If your athletic and academic ability is suitable for a university or college, they can offer you an athletic scholarship to assist in offsetting your educational expenses. The contract of this scholarship is called the National Letter of Intent. A National Letter of Intent (NLI) is a contract signed between the prospective student athlete and the Institution. The prospective student athlete must be eligible for athletic financial aid and eligible to enroll in the institution in accordance with the NCAA rules. The NLI is valid for however many years the coach initially wants to sign you for. It may be a one year contract, or it may be a multi-year contract. One-year contracts are usually renewed each year unless there are academic or disciplinary problems with the player. Once a player has signed, the student athlete is bound to that institution for the academic year(s) (duration) outlined in the contract. Student athletes cannot be actively recruited by another institution or coach unless provided permission by the student athlete’s current institution.

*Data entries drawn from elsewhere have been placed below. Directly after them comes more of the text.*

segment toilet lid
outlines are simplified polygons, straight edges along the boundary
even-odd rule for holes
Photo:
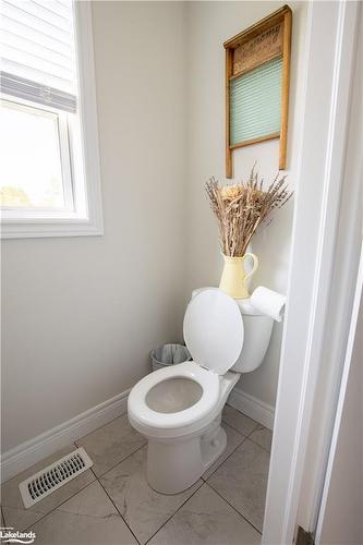
[[[201,291],[184,315],[184,340],[193,360],[223,375],[239,359],[243,347],[243,320],[234,299],[217,288]]]

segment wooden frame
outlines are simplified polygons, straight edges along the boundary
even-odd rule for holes
[[[281,24],[281,46],[279,51],[273,51],[269,57],[264,58],[261,63],[254,63],[245,69],[235,71],[233,69],[234,53],[238,48],[245,45],[247,41],[256,38],[263,33],[273,29]],[[226,177],[232,178],[232,152],[235,148],[256,144],[273,138],[280,138],[280,154],[279,154],[279,168],[286,168],[286,150],[287,150],[287,132],[288,132],[288,114],[289,114],[289,85],[290,85],[290,53],[291,53],[291,26],[292,26],[292,12],[288,5],[275,11],[267,17],[263,19],[246,31],[238,34],[233,38],[225,41],[226,49]],[[247,71],[270,61],[282,53],[282,90],[281,90],[281,125],[280,132],[274,132],[258,138],[241,142],[239,144],[231,144],[230,142],[230,82],[237,76],[240,76]],[[242,63],[241,63],[242,64]]]

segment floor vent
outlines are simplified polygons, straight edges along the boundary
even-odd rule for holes
[[[26,479],[19,485],[25,508],[34,506],[92,465],[93,461],[81,447]]]

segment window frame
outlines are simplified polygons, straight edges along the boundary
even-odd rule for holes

A full scholarship as ruled by the official guidelines will include all of but not exceeding the following components:
- Full coverage of tuition and fees.
- Full coverage of required text books only.

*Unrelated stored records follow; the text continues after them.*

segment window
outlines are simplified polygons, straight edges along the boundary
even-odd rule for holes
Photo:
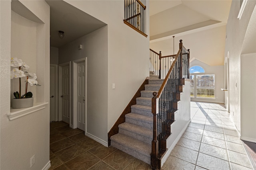
[[[202,74],[204,70],[200,66],[190,69],[190,97],[215,98],[215,75]]]
[[[215,98],[214,74],[196,75],[196,97]]]
[[[196,73],[197,72],[204,72],[204,70],[201,66],[193,66],[189,69],[189,72],[190,73]]]

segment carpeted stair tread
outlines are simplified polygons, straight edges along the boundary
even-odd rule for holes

- Full coverage of room and board in an institution’s dormitory or an equivalent stipend cheque for student athletes who live off campus.
- On campus meal plan that can be utilized on campus or an equivalent stipend cheque for student athletes who live off campus.
It is recommended that you research your scholarship options to ensure the institution has an undergraduate academic program, suitable athletic program and appropriate financial payment options. Listed below are key points in choosing a college or university
- List priorities (academics, athletes, financial cost, accessibility and environment)
- Ensure the institution fits your priority list
- Tuition and fees can vary; ensure you compare your options
- If institution A costs $10,000 per year and institution B costs $18,000 per year, you have to consider the type of scholarship each institution offers.
This is the maximum allowance that an institution can allocate for a student athlete in one academic year. Any additional benefits allocated by the institution may be determined as a violation and constitute an NCAA investigation.